Kemp pounces on rare misstep by reliable Neshek

Cards All-Star reliever regrets location, not selection; club's faith not shaken

Kemp pounces on rare misstep by reliable Neshek

LOS ANGELES -- Having long since established himself as one of the Cardinals' most reliable options in the 'pen, it wasn't anything out of the ordinary to see Pat Neshek called upon by his manager on Saturday to get his team through an eighth inning with the score tied and playoff implications on the line.

It just didn't work out how the Cardinals would have liked.

A surging Matt Kemp, seemingly healthy and enjoying a late-season bounce-back, took an 83-mph slider from Neshek and launched it toward left field, where the only question was -- would it stay fair?

It did, which was actually surprising to the man who threw the pitch.

  Date   Matchup Highlights
Gm 1 Oct. 3   STL 10, LAD 9 video
Gm 2 Oct. 4   LAD 3, STL 2 video
Gm 3 Oct. 6   STL 3, LAD 1 video
Gm 4 Oct. 7   STL 3, LAD 2 video

"At first, when I threw it, I thought, there is no way that's staying fair, one," Neshek said. "And two, it's so darn high that [left fielder Matt Holliday is] going to catch it. I think when he hit it, the crowd [got excited] and I thought, 'That's not going.' Then I looked back and I thought, 'Whoa, that might actually go out here.' I was really surprised."
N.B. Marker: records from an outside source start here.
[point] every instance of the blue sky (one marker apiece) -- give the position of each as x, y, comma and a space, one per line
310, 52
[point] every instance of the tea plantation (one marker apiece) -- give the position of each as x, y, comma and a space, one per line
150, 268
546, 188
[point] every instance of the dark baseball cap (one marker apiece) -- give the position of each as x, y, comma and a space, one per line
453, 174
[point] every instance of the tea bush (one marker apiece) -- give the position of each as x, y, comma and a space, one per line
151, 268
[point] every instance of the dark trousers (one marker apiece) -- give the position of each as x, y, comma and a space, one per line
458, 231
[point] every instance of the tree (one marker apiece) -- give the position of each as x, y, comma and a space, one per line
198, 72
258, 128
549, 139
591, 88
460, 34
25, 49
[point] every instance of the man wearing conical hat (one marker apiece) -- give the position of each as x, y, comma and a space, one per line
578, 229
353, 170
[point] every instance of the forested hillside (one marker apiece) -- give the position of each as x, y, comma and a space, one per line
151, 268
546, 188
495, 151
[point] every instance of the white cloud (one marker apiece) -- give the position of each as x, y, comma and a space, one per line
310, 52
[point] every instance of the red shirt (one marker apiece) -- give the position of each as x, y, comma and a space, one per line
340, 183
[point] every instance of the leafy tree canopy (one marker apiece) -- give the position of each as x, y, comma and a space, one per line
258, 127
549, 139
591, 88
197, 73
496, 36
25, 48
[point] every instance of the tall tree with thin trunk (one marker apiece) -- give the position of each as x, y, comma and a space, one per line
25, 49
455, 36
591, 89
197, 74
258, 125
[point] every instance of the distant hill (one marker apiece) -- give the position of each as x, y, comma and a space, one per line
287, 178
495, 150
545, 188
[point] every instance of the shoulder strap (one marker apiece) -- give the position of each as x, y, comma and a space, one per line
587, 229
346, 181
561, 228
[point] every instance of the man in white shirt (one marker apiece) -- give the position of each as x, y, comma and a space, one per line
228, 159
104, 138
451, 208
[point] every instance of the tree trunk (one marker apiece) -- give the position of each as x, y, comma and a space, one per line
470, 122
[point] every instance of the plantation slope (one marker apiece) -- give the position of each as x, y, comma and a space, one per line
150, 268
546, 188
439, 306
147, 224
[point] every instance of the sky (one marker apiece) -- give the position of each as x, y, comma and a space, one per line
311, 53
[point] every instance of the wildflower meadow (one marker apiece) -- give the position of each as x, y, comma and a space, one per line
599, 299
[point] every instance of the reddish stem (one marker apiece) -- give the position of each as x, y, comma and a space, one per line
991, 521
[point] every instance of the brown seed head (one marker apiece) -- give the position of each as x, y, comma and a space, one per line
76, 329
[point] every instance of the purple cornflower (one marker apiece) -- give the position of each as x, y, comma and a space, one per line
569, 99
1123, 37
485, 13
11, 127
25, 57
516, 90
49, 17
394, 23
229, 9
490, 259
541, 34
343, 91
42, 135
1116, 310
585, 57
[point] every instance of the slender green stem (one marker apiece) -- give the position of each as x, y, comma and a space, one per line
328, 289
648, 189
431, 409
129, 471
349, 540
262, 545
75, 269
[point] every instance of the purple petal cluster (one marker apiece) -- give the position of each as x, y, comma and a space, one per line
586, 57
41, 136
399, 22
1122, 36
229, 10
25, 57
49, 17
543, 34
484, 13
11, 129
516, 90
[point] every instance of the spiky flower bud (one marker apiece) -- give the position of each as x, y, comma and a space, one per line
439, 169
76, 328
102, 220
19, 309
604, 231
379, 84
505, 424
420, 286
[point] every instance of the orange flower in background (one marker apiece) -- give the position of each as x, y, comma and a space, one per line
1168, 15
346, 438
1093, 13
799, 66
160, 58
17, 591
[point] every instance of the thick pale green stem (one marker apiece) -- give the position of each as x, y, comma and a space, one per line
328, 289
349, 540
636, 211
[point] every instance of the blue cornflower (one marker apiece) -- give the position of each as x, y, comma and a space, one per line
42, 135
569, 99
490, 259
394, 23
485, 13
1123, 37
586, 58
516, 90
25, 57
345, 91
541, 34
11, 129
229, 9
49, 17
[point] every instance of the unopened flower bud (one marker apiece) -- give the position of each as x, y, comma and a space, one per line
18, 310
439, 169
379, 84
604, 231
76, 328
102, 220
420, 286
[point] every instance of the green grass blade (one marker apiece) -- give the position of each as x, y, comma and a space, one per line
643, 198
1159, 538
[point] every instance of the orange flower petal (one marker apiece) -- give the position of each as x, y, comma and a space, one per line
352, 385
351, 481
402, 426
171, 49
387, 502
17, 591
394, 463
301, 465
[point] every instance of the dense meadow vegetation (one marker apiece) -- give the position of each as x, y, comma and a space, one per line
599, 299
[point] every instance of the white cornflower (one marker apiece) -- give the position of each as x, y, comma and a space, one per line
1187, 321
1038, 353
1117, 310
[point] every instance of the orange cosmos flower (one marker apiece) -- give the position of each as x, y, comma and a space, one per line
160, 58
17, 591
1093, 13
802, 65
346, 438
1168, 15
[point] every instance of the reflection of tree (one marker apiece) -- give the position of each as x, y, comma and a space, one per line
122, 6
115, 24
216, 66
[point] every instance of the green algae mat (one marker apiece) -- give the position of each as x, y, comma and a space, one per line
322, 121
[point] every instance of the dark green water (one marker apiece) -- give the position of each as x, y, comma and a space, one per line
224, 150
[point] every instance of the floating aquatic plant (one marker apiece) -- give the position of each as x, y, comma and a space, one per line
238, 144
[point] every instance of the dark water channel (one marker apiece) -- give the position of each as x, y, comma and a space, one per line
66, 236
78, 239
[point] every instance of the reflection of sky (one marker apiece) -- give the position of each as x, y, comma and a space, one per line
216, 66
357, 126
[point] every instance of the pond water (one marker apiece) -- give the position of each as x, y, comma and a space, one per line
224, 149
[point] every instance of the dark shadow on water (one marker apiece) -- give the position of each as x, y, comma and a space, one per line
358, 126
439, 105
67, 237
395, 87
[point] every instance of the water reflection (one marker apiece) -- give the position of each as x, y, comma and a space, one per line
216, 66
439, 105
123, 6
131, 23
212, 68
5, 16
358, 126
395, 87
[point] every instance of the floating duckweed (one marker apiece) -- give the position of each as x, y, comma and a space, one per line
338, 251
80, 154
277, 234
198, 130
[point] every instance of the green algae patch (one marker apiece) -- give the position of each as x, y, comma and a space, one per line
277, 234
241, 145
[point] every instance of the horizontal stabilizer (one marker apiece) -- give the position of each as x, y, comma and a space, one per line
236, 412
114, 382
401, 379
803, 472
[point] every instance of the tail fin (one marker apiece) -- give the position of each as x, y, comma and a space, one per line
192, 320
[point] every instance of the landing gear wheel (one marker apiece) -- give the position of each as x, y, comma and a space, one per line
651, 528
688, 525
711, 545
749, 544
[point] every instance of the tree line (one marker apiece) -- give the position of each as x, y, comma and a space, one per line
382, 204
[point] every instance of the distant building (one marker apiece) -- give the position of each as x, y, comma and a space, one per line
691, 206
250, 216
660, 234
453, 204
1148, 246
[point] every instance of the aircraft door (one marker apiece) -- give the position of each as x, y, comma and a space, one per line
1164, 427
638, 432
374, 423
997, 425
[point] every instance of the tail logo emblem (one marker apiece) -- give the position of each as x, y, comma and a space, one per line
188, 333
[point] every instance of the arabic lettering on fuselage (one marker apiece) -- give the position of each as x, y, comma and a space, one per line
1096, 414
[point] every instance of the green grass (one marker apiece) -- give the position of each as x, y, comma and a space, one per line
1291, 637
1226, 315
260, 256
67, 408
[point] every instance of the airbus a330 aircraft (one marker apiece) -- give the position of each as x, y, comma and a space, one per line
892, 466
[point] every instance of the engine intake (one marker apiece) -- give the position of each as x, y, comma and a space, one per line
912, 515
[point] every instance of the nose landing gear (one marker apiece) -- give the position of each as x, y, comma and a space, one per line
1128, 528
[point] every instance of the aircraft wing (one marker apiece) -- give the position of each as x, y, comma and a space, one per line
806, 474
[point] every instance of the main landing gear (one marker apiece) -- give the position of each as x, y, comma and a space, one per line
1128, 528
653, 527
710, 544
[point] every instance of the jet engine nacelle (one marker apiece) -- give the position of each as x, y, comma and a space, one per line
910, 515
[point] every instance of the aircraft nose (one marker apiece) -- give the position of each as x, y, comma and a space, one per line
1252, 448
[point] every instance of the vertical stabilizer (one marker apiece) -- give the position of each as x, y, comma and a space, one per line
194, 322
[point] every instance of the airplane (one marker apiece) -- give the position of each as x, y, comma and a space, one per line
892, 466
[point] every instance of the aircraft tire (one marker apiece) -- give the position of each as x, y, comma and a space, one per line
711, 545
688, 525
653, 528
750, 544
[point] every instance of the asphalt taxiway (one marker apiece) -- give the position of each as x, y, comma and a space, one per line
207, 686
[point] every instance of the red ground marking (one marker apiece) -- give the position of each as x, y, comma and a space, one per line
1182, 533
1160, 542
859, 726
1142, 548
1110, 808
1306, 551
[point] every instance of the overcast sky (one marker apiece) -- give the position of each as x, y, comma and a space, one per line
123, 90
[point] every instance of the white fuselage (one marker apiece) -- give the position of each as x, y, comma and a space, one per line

The homer was the difference-maker in what ended up a 3-2 loss to the Dodgers, which evened the best-of-five National League Division Series at one game apiece. It negated what could have been the Cardinals' second come-from-behind win in as many days, a possibility that was hatched when the Dodgers' two-run lead disappeared as soon as Zack Greinke left the game in the top of the eighth.

Matt Carpenter's two-run homer off J.P. Howell quieted a packed Dodger Stadium and negated all of Greinke's dominant work up until then. Redemption for Howell, however, came at the expense of Neshek, whose 71 regular-season appearances were his most in seven years and ranked third on the Cardinals' pitching staff.

He's been trusted in big situations before, and he'll see more opportunities as the postseason motors along. But he may have to be a little careful with Kemp, to whom he fed a series of sliders on Saturday, straying from the fastballs he threw him the night before, with more successful results.

"Just looking for something to drive," Kemp said. "He did throw me a fastball yesterday. I hit it pretty hard, but tonight he tried to get me with a couple of sliders. I laid off some tough ones that were close on the plate, [then I got a pitch] that I could do something with, and I put a good swing on it."

Neshek didn't regret the choice to go heavy on the sliders, feeling that was his best chance to keep Kemp guessing.

"I think if we would have gotten ahead, I would have come back with [a fastball]," Neshek said. "I still feel if I get that pitch down and away, even just a little more down, I think it's a pop fly. I feel if I make my pitches there, I get him out."

This ending may have been less about Neshek and more about Kemp, who is hitting .355 with 10 homers and 28 RBIs dating back to Aug. 30. Clearly, more pitchers than just Neshek have been bested by the one-time NL MVP runner-up.

"He's healthy," Cardinals manager Mike Matheny said. "That's really what it comes down to. You can tell there's a different confidence in his swing and in his approach and how he attacks the ball."

When the NLDS resumes on Monday at Busch Stadium, it's likely Matheny will again turn to Neshek in a tight situation, just as he has throughout 2014.

"He's been in a couple spots where he has given up a couple, next time he comes out he's right back to dominating," Matheny said. "You don't have the kind of numbers you have without having that short memory, and the numbers he has speak for themselves. He's going to be right back in there. We'll throw him right back in that tough spot and know that he's going to make good pitches for us."